The Forest Service plans to work with USDA to help meet agency goals. For example, in the area of EEO Complaint Processing the agency has the following three priorities: (1) work with transitioning delegations in an efficient and effective manner, considering more than just the investigation process; (2) measure timeliness of USDA processing to increase efficiency and effectiveness; and (3) increase resources to expedite final agency decisions.

The Forest Service has set the following goals for FY 2004 regarding Improved Workforce Diversity:

  • Work toward 50 percent of the statistical comparisons reflecting positive trends in the diversity representation of the Forest Service. Statistical comparisons include professional, administrative, technical, gender, ethnicity, and targeted disability, student trainees, high grade levels (GS 13-15,
  • Senior Executive Service), and forest supervisors, deputy forest supervisors, and district rangers.
  • Develop and distribute top leadership diversity presentations, quarterly diversity leadership reports and proposed scorecard-type measurements for leadership in diversity.
  • Implement EEOC MD-715. (Management Directive regarding Model Agency Title 7 Rehabilitation Act Programs.)
  • Conduct trend analysis and/or studies in special emphasis program areas.

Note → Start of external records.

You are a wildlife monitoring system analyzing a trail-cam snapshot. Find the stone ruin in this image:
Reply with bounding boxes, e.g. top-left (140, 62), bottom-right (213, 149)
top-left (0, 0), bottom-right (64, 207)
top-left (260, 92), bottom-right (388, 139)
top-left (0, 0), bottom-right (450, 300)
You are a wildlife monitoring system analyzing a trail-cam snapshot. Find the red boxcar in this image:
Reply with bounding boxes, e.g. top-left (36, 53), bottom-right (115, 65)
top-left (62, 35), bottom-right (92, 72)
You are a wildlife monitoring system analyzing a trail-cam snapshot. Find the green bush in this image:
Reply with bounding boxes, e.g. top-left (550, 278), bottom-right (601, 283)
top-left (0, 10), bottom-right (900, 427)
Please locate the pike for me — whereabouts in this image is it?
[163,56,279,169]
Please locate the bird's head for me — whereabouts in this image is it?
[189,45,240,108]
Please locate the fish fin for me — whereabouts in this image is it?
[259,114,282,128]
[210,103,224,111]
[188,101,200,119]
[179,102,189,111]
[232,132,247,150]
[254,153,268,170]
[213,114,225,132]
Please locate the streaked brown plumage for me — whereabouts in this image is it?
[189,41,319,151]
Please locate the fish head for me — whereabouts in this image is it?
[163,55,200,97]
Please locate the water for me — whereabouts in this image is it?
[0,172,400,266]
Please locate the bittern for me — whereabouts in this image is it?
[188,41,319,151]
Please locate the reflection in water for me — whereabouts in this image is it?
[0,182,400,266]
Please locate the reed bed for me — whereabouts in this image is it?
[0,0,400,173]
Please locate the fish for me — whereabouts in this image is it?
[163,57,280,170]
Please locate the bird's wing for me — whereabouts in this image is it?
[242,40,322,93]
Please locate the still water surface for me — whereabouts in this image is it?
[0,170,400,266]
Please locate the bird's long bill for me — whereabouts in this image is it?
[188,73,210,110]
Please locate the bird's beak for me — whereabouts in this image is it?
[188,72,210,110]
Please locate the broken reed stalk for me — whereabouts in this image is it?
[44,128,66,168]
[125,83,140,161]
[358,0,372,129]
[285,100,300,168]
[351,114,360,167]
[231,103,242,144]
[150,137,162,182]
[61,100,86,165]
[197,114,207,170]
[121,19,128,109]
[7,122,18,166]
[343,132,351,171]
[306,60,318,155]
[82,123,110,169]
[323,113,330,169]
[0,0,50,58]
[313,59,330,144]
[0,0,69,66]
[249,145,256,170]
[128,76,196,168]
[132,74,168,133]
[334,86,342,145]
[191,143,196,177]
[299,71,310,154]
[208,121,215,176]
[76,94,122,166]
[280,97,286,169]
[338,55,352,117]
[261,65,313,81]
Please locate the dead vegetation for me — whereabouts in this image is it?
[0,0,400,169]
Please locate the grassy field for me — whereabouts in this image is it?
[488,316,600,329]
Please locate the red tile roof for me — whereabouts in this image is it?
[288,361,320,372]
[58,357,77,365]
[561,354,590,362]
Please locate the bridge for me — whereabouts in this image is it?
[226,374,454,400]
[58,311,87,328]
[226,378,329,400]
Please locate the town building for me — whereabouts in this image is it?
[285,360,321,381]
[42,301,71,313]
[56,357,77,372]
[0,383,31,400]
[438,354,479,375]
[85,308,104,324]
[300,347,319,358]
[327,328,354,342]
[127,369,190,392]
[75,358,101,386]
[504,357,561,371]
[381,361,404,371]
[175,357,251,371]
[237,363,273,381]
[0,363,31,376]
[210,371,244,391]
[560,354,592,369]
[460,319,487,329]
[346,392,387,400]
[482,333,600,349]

In the area of Improved Workforce Diversity, the agency will work with USDA to issue the following six priorities:

  • Timely advice on MD-715, especially regarding affirmative employment.
  • Clear, measurable goals on disability and/or targeted disability hiring (in concert with MD-715).
  • Guidance on the No Fear Act and what is expected of agencies.
  • Clear guidance and expectations on USDA 1890 liaisons and conduct a meeting with current liaisons.
  • Guidance on expectations and compliance reviews of Title VI.
  • A schedule of reports in advance that are expected annually.